History and catchment area of the Seine
The Seine [ sɛn ] (Latin / Celtic Sequana ) is a river in Northern France. It originates in Burgundy, flows from east to west and empties into the English Channel at Le Havre. With 777 kilometers in length, it is next to the Loire (1004 km) and the merging flow curves of Doubs, Saône and Rhône ( total 1025 km ) one of the longest rivers in France. The catchment area of 78,650 km ² of Seine encompassed about.
Important cities along the Seine Paris, Troyes and Rouen. In Paris and Rouen are the most important inland ports in France. About the channels with His Scheldt, Meuse, Rhine, Saône and Loire is connected. In the lower reaches of the river in the area of Normandy exceptionally large Talschleifen have formed a river of water management. The navigable length (up to Nogent -sur- Seine) is 560 km. Seagoing vessels could sail the river to Rouen (120 km inland ).
The banks of the Seine in Paris is on the list of world cultural heritage by UNESCO.
Sources of the Seine
The source of the Seine is located on the plateau of Langres, 30 km north- west of Dijon in the Côte-d'Or department in Burgundy, 470 m above sea level. A special feature is that the sources of the Seine since 1864 owned by the city of Paris are. An artificial cave was built a year later to protect the primary source, and the statue of a nymph set up, which is meant to symbolize the river. The capital has now lost interest in the plot and they returned to the Burgundy region. Near the source are remains of a Gallo - Roman temple, in which a Dea Sequana was worshiped (Latin goddess of the Seine ) and its archaeological remains now in the Archaeological Museum of Dijon.
The valley of the Seine
The Seine Valley with its low gradient and the many meanders is known for its many castles ("His locks "), but also present there, automotive, petrochemical and several power plants.
Islands in the Seine
Islands in the river are within Paris Ile Saint -Louis, Ile de la Cité (and nucleation ) and Ile aux Cygnes, further downstream Ile Saint- Germain, Ile Seguin ( with the Renault plant 1919-1992 ), Ile de la Jatte in Neuilly -sur -Seine, Ile Saint -Denis ( with the Municipality of L' Île -Saint -Denis ), Ile des Impressionnistes (or Ile de Chatou ), Ile aux Dames, Ile l' Aumône.

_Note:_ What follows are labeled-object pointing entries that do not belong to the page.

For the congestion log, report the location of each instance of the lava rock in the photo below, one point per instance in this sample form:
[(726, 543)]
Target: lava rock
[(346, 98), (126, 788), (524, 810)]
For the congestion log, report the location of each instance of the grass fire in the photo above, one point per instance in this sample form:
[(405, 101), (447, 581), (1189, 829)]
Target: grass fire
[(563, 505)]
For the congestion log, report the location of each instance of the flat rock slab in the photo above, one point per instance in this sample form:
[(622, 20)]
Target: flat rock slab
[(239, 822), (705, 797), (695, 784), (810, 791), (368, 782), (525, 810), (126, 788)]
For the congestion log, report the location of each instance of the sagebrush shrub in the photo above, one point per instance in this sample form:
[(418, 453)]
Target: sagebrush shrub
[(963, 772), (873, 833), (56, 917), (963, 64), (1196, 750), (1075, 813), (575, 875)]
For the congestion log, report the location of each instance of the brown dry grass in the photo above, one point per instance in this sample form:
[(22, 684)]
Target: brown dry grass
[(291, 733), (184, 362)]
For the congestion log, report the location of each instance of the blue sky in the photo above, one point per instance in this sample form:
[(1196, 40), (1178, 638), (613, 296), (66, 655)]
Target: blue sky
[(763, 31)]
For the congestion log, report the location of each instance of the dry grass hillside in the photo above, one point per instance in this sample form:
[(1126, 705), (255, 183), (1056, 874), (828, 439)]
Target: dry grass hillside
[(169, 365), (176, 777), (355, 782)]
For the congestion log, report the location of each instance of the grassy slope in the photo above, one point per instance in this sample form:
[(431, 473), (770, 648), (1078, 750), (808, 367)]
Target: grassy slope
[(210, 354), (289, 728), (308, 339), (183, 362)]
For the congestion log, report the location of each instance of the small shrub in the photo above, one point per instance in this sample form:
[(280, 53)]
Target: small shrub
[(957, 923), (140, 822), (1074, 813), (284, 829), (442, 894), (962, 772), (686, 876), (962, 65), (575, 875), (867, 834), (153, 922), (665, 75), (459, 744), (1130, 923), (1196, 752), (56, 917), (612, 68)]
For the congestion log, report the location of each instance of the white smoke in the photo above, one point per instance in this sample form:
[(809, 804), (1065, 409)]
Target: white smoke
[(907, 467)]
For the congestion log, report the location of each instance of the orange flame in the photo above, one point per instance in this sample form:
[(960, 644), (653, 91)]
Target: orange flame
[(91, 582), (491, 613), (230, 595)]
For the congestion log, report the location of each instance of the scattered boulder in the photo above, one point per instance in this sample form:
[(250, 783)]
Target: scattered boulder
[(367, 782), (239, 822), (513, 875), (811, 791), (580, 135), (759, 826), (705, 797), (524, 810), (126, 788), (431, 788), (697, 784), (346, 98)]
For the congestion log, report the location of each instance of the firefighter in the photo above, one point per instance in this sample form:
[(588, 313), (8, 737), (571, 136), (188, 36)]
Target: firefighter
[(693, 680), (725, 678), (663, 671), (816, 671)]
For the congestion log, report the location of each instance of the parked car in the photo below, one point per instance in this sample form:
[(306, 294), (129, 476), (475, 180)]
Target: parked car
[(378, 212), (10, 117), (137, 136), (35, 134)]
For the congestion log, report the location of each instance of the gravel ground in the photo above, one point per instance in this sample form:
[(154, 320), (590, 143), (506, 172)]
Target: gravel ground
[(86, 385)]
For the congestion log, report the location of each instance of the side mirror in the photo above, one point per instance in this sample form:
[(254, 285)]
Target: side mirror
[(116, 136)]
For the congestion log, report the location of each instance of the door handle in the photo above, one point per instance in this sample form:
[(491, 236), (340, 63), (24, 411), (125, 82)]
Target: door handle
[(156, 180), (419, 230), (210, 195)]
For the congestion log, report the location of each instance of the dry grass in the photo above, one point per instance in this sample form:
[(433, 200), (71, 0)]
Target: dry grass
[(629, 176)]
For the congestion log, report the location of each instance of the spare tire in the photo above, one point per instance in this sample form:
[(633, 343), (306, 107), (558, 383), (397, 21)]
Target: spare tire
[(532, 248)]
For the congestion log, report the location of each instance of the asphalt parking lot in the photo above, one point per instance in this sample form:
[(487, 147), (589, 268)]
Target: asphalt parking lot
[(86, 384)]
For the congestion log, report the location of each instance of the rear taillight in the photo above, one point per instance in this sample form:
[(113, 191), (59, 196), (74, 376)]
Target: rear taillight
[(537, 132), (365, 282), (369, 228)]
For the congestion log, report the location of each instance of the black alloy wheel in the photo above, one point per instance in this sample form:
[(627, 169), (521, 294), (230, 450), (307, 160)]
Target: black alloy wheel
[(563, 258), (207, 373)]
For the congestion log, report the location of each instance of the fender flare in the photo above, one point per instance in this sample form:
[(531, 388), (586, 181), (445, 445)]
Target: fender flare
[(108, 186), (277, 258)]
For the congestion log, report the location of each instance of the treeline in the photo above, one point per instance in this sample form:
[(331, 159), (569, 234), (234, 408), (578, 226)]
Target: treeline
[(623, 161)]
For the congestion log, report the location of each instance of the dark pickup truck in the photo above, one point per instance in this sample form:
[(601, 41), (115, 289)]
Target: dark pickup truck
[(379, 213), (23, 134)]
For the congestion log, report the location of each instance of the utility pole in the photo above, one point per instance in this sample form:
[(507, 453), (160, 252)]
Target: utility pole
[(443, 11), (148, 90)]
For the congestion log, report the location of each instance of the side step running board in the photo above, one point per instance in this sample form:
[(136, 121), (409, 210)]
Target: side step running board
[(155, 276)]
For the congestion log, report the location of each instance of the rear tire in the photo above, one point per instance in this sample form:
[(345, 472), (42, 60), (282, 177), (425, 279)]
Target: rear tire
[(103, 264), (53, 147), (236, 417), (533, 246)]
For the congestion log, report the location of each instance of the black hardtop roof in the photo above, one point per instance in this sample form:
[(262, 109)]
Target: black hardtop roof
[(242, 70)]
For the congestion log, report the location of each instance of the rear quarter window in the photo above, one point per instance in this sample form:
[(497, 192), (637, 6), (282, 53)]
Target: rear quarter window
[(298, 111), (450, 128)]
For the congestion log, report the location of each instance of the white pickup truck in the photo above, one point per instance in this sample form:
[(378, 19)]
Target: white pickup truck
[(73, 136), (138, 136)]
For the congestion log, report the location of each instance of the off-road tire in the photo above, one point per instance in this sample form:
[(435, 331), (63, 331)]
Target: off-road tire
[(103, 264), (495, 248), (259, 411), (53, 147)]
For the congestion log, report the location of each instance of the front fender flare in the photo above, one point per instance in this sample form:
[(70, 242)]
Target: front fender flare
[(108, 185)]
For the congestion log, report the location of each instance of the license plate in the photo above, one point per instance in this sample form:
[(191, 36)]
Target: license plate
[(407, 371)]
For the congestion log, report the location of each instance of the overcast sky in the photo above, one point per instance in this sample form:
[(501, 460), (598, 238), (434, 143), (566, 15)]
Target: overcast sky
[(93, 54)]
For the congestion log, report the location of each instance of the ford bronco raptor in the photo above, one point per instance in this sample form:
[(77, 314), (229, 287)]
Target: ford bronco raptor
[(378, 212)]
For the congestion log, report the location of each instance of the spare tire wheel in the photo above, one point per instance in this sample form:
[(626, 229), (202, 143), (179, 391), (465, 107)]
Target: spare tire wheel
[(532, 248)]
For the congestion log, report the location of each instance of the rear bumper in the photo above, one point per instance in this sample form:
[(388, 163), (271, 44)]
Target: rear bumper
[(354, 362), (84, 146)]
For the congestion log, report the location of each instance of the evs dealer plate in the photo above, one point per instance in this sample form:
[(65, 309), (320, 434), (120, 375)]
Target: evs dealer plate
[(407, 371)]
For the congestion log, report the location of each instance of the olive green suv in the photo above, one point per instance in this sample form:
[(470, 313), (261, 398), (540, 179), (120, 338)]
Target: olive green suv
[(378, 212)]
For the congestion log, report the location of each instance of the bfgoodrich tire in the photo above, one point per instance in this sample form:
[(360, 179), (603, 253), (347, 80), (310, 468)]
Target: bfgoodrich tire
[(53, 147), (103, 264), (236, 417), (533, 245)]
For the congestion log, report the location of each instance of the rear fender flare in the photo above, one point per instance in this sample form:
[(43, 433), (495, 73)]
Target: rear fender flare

Water Management and Ecological
Surface waters of the Seine is used for the Paris water supply. The wastewater from the Paris region are fed by their purification of the Seine and flow through Rouen and Le Havre in the English Channel. The Seine is brown in winter, as it passes 400 km long on agricultural land. In the summer it is colored by algae green. Until the mid-19th century the Parisian effluents were passed still unsettled in the river. From about 1850 they were led out in sewers of the city and its downstream into the river. Then you went on to not conduct the waste water directly into the Seine, but to use as fertilizer on fields. Sewage treatment plants were built from the mid-20th century. Compared to 1850, when the Seine was a stinking cesspool, the water quality has improved significantly. Today, living in the Seine again 33 fish species, including salmon and trout.
Three major bridges across the wide river valley in the mouth region: The Brotonne bridge, the bridge of Tancarville and the Pont de Normandie. The latter was for a time the longest bridge in Europe. The Seine flows between Le Havre and Honfleur and maps Tancarville a langgezogenenes estuary. This is spanned by the Pont de Normandie. In 1997, a 8,528 -hectare area was declared a nature reserve. Reed beds, sand dunes, sand banks and wetlands provide habitat for over 250 species of birds. An information center on the northern bridgehead offers Naturkundliches a nature reserve and a monitoring station.
After her execution in 1431 at the stake in Rouen the ashes of Joan of Arc was scattered in the Seine to prevent a cult of relics. 1790 drowned the Czech composer Jean -Baptiste Krumpholz in the Seine, as it was previously abandoned by his wife, Anne -Marie ( 1755-1824 ) for the Bohemian composer Jan Ladislav Dusík.
His was also the name of a French department, which in 1968 was divided into four departments: Paris (75), Hauts -de -Seine (92 ), Seine- Saint- Denis (93) and Val -de- Marne (94). The atomic number of 75, which belonged to the department of Seine, Paris remained obtained, whereby the former alphabetical order of the department, however, was injured.
After severe winters in the years 1197, 1325/26, 1708/ 09 there were floods in Paris, were destroyed when the plague broke out and bridges. The recent severe flooding occurred in January 1910, then in Paris were twelve of the 20 arrondissements of six weeks under flood.